Il piano dell’Australia per liberarsi delle carpe con un virus
Sono diventate il 90 per cento dei pesci presenti nei fiumi australiani, con conseguenze dannose per tutti gli ecosistemi: il nuovo progetto però ha ricevuto diverse critiche
La storia dell’Australia è piena di casi di specie animali invasive che dopo essere state portate dagli europei nel paese hanno prosperato danneggiando o addirittura portando all’estinzione specie autoctone impreparate a difendersi o competere per le stesse risorse. L’esempio più famoso è quello dei conigli: nel 1859 24 conigli selvatici inglesi furono liberati in natura, in pochi anni si riprodussero a dismisura invadendo gli habitat di molti altri animali, e mettendo a rischio la sopravvivenza di numerose specie locali, anche vegetali. Nel caso dei conigli la situazione si è risolta grazie alla diffusione – in parte accidentale, in parte per volontà delle autorità australiane – del virus della mixomatosi, una malattia che causa lesioni ai polmoni e al fegato dei conigli e che in molti casi porta alla loro morte. Ora l’Australia sta pensando di fare qualcosa di simile anche con un’altra specie invasiva: le carpe.

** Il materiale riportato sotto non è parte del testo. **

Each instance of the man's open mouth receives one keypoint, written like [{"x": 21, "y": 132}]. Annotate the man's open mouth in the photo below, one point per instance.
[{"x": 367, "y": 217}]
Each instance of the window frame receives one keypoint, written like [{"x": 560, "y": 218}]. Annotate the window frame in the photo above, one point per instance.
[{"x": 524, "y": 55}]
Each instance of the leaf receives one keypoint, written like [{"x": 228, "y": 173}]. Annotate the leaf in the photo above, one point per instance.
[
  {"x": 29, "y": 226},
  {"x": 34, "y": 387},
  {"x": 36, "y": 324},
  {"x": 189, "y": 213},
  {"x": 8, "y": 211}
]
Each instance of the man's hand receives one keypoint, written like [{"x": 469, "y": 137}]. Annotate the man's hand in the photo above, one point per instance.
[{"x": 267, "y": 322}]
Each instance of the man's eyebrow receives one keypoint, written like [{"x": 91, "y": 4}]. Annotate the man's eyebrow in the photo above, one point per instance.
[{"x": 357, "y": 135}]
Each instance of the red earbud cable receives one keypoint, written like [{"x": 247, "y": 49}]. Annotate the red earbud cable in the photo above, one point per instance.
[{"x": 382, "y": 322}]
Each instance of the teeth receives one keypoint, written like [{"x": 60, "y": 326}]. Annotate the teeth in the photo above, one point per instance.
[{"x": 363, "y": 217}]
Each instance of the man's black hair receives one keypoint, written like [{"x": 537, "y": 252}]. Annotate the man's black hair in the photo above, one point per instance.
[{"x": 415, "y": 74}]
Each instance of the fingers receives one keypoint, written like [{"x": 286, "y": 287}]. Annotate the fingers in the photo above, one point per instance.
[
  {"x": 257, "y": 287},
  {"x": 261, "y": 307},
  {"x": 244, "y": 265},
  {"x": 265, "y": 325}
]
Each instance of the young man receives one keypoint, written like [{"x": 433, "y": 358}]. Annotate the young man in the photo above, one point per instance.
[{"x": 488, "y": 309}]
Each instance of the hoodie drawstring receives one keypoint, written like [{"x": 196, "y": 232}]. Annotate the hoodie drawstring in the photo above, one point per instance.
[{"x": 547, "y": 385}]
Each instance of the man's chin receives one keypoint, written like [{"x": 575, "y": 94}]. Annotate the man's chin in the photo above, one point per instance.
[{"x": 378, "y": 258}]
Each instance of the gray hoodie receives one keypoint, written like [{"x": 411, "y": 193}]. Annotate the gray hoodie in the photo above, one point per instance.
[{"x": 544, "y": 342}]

Nel 2016 il governo australiano ha stanziato l’equivalente di 14 milioni di euro per finanziare la diffusione di un tipo di Herpesvirus nel principale sistema fluviario del paese (il bacino Murray-Darling, a sud-est) e così sterminare la popolazione di carpe comuni (Cyprinus carpio), che sono state introdotte nell’Ottocento e oggi rappresentano il 90 per cento dei pesci presenti nei fiumi dell’Australia. Il virus da usare nel piano di sterminio delle carpe è il Cyprinid herpesvirus 3, che provoca una malattia nelle carpe e che, secondo i test del Commonwealth Scientific and Industrial Research Organisation (CSIRO), l’istituto di ricerca nazionale australiano, non dovrebbe avere nessun effetto sulle altre specie che vivono nell’ecosistema fluviale.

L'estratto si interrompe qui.